In order be able to substantially reduce C02 emissions in the shortest time, humanity has no choice but to test and develop different technologies from nuclear to CCS, wind, solar thermal, PV, biomass and, of course, hydro. None of these technologies is perfect. They all carry risks, suffer from short-comings and are at different stages of maturity. In the end, the market will decide on which technologies will prevail.

Read also: Climate Change Lecture Series: An Assessment of Alternative Technologies

In addition, different parts of the earth have to rely on different technology mixes depending on topography, climate conditions and the availability of energy resources.

For the EU, CCS is likely to play only a marginal role, as most EU countries have phased out coal production. But countries like China, India, Australia, USA, Russia, and South-Africa possessing huge coal reserves will not renounce their use because “green activists” in the EU may have a preference for wind or solar energy!

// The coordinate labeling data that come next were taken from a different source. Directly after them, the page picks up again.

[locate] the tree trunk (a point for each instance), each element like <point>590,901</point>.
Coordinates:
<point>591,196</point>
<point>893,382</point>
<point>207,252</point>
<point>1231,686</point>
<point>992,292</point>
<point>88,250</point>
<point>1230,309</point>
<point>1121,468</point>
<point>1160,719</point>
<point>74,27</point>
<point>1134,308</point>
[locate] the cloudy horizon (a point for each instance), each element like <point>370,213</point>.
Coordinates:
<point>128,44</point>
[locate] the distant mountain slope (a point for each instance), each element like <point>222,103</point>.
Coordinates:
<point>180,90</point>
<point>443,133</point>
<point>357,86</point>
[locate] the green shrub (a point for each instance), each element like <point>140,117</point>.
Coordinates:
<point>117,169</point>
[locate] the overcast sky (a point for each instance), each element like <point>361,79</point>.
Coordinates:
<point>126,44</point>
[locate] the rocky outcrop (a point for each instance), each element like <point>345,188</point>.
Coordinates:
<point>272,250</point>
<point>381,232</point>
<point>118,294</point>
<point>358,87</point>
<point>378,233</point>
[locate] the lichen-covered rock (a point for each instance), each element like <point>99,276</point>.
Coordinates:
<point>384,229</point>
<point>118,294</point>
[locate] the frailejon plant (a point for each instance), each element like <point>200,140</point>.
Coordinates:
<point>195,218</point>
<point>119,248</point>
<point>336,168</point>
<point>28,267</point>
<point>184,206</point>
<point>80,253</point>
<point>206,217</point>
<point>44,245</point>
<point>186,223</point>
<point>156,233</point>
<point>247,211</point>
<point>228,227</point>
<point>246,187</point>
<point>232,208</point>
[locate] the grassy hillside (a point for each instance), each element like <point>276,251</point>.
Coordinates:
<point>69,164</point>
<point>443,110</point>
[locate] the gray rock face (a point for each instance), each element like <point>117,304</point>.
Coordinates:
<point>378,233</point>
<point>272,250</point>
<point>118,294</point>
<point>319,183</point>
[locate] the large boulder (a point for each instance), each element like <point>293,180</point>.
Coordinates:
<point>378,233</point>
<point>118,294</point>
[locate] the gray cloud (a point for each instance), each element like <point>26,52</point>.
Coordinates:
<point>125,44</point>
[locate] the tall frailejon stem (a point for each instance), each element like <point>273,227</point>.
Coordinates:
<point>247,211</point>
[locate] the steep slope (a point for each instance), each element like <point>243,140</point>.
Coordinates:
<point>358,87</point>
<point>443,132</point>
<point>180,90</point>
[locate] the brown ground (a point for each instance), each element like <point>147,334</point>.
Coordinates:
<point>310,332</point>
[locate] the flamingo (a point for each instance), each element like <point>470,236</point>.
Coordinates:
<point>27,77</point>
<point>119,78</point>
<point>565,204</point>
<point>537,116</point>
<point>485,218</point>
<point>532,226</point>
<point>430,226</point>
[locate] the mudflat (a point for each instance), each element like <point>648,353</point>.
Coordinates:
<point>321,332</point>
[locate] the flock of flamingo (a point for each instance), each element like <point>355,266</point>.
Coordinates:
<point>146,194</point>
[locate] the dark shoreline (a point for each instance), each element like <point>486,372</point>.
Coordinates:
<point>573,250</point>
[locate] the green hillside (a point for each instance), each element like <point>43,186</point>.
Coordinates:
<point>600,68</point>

Europe has a century-old experience with coal-fired power plants. It is therefore absolutely appropriate to use that know-how for developing the most efficient and safest means for capturing and storing carbon emissions and selling the technology to utilities across the world.

It is high time to realise that the fight against climate change will also offer huge opportunities for business and employment. Europe has to work to hard to obtain a share of that business. In CCS the USA has taken an advance. In PV technology, China has overtaken Europe as the biggest manufacturer and exporter. In wind technology, Europe is struggling to maintain its advance against rising competition from American and Chinese competition.

The EU should boost its financial support to competing technologies for alternative energies.